After being handed the $40,000 cheque, Mr Joyce asked reporters on Friday 'what the hell was I supposed to do?'.

After being handed the $40,000 cheque, Mr Joyce asked reporters on Friday 'what the hell was I supposed to do?'.

One of the nation’s most experienced politicians, former deputy prime minister Barnaby Joyce, says he was completely stumped by a cash prize from billionaire political donor Gina Rinehart this week.

Mr Joyce is in the middle of a byelection to win back his seat of New England but travelled to Canberra on Tuesday for an event hosted by Mrs Rinehart’s company, where she personally awarded him a giant novelty cheque worth $40,000 for being a “champion of farming”.

The following morning, after criticism from agricultural industry representatives and Labor, Mr Joyce’s office confirmed he would decline the money.

Mr Joyce abandoned his local campaign in New England again on Friday to travel to Queensland and promote candidates ahead of the state election this weekend.

He told reporters in Rockhampton he was blindsided by the lucrative award, which he initially accepted.

“What the hell was I supposed to do, jump up and down on it, put my hands behind my head?” he said.

“You can’t pull the rug out from underneath the people, you turn it into a complete embarrassment.”

Mr Joyce said he did not have any prior warning he was going to get the prize.

“Do you honestly think, I’d say, ‘Hey what’s a really good idea is when I get up there, you give me a dirty big cheque on a piece of cardboard and that’ll be just such a winner’?” he asked.

In his acceptance speech Mr Joyce told the assembled crowd at the Australian War Memorial he planned to spend the money on his farm.

He maintains that comment was an attempt to be gracious.

“I’m trying to work out how to be polite on the stage while in the back of my head I’m desperately working out how to get this thing back,” he said.
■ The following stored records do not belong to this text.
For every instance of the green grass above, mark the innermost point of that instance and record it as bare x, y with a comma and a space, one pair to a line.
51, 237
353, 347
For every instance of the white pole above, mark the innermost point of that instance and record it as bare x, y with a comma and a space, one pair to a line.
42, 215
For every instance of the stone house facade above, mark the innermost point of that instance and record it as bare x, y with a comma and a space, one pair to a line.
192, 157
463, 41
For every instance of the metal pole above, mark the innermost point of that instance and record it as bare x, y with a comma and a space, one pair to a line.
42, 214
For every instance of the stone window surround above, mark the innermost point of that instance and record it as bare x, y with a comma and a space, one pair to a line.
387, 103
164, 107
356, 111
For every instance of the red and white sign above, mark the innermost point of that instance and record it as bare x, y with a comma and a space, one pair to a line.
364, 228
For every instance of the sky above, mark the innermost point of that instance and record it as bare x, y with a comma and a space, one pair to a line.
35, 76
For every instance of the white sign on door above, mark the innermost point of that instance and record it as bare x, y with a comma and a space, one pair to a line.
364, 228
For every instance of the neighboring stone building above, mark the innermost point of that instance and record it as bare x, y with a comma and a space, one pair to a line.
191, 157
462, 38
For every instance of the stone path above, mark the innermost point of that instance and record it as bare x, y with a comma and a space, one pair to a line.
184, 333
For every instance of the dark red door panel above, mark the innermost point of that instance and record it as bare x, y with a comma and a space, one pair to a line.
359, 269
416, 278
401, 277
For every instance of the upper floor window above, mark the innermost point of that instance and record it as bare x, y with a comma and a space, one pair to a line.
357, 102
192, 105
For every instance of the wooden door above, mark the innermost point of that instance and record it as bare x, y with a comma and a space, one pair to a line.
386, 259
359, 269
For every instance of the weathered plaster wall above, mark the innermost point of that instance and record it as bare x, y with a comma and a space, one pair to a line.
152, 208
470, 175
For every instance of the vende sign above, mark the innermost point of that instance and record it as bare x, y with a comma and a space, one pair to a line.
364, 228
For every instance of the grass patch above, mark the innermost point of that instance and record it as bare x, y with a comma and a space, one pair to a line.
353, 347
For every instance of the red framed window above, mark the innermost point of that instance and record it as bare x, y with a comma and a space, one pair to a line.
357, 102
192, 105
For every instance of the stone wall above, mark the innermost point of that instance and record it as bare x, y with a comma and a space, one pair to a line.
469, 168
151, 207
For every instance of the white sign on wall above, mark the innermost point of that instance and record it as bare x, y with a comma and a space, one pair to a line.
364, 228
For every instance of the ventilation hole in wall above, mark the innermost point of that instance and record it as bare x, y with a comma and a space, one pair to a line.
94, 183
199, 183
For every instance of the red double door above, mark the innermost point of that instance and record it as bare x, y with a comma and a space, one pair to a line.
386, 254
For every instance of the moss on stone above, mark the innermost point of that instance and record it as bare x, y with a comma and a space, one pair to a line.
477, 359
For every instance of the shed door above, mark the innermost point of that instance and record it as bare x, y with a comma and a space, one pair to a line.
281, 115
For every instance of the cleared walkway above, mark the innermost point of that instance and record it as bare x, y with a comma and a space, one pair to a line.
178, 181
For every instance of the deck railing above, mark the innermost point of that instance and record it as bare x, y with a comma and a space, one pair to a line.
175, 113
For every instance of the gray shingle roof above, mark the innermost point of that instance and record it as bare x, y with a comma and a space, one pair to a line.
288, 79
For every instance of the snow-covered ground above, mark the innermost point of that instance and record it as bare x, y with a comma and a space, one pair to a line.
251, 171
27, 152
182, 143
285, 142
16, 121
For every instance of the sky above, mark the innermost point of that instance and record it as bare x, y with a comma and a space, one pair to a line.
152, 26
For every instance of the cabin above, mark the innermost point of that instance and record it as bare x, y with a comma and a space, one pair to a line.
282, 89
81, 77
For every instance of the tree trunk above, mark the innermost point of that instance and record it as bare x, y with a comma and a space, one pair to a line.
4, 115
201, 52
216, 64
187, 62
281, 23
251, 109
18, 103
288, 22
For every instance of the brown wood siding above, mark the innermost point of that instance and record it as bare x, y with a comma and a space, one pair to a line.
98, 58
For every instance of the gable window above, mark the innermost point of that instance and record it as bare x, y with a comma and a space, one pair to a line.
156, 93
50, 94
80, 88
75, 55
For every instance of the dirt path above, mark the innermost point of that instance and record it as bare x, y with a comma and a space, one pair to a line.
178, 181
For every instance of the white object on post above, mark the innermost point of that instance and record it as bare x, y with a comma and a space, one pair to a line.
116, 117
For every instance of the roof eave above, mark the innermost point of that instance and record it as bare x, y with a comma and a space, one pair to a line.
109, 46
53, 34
Mr Joyce will face New England voters in a byelection next Saturday, December 2.

There are 17 candidates contesting the seat but the Nationals expect to retain it with a comfortable margin.

Labor’s agriculture spokesman Joel Fitzgibbon has raised concerns about Mrs Rinehart’s influence over Australian agricultural policy.

Before being booted out of Parliament for being a dual citizen, Mr Joyce was the federal agriculture minister, and he and Mrs Rinehart are known to be friends.

She has previously been a generous donor to his career, famously attending his election night party in 2013 and contributing $50,000 to that campaign.